This library defines functions for creating streams and performing input and output operations on them. A stream is a fairly abstract data type defined by datum library - streams are a sequential data structures that contains on demand computed elements. Here, a fairly abstract stream definition is used to represent a communications channel to a file, device, or process. This library is inspired by GNU Input/Output on Streams.
The feature overview provides an introduction to streams, use-cases and reasoning of they existence:
- Opening/Closing streams - creates a stream to talk to a file.
- Standard streams - streams to the standard input and output devices.
- Streams and Erlang processes - issue with stream in multi-process applications.
- Stream Output - writes data to stream
- Stream Input - read data from stream
- Formatted Input - reading line, record or other data format
The latest version of the library is available at its master
branch.
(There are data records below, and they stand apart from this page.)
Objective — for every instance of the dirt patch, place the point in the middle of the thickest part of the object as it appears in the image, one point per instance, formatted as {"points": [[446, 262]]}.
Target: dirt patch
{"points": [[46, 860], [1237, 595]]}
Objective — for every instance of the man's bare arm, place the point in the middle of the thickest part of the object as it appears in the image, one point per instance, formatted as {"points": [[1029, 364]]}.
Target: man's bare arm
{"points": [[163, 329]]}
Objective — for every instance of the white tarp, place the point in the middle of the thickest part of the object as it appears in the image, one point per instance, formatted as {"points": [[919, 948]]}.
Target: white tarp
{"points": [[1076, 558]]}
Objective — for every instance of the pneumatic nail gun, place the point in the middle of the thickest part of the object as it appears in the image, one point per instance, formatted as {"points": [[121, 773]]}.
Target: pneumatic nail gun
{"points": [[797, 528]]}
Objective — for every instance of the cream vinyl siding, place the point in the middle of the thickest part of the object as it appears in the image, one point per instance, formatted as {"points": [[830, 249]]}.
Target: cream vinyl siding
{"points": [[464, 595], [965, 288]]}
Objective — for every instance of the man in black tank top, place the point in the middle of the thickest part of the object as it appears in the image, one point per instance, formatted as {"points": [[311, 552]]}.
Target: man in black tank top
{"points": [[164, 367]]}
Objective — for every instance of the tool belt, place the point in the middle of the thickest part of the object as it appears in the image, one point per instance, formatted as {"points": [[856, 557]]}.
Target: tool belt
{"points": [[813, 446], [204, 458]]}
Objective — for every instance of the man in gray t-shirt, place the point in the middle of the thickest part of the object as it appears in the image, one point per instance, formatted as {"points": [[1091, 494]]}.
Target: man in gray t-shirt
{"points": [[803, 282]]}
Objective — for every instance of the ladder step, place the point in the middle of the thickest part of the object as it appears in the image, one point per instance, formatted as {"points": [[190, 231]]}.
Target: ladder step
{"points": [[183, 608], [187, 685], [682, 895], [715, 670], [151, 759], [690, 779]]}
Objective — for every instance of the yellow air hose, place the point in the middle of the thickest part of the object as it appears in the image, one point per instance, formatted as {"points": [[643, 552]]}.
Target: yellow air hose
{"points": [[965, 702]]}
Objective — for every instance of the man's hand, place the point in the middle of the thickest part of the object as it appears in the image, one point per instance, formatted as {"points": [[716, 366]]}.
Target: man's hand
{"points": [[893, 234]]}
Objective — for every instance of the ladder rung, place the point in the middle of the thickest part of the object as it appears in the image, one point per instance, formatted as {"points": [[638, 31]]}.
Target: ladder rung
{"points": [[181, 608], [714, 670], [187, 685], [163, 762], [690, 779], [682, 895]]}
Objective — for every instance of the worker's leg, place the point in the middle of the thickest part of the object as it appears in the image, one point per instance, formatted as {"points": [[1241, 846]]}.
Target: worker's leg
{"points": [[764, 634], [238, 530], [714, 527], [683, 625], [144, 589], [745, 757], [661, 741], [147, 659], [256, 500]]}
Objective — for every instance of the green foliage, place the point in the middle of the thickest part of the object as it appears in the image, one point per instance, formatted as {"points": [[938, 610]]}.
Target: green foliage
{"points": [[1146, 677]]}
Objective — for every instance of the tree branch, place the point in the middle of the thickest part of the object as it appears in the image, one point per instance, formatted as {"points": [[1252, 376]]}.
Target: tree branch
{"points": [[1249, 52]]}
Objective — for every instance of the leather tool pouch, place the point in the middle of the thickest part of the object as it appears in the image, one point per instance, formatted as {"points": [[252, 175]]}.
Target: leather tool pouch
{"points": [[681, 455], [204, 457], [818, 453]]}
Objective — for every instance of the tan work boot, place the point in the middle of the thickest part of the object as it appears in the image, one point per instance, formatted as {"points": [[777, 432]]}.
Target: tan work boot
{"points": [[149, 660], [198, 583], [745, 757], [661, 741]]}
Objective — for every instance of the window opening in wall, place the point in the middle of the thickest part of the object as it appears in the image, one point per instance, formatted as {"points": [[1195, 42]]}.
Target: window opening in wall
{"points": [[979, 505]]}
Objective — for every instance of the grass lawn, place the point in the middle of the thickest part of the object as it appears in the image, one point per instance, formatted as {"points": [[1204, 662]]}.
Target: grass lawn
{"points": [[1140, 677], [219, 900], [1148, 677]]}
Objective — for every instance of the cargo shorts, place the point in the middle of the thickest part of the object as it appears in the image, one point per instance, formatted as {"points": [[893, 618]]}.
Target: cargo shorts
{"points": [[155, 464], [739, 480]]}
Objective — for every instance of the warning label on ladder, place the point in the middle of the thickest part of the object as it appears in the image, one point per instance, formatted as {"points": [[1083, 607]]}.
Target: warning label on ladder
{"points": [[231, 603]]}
All development, including new features and bug fixes, take place on the master
branch using forking and pull requests as described in contribution guidelines.
The stable library release is available via github, add the library as dependency to rebar.config
{deps, [
{stdio, ".*",
{git, "https://github.com/fogfish/stdio", {branch, master}}
}
]}.
Let's take a short tour to stdio interface, using development console make run
%%
%% open a file
{ok, FD} = stdio:fopen("/tmp/example.txt", [read, write]).
%%
%% write to file
stdio:out(<<"0123456789">>, FD).
%%
%% establish a stream to file
Stream = stdio:in(1, FD).
%%
%% read file content
%% [<<"0">>,<<"1">>,<<"2">>,<<"3">>,<<"4">>,<<"5">>,<<"6">>,<<"7">>,<<"8">>,<<"9">>]
stream:list(Stream).
%%
%% close file
stdio:fclose(FD).
The library is Apache 2.0 licensed and accepts contributions via GitHub pull requests:
- Fork the repository on GitHub
- Read build instructions
- Make a pull request
The build process requires Erlang/OTP version 19.0 or later and essential build tools.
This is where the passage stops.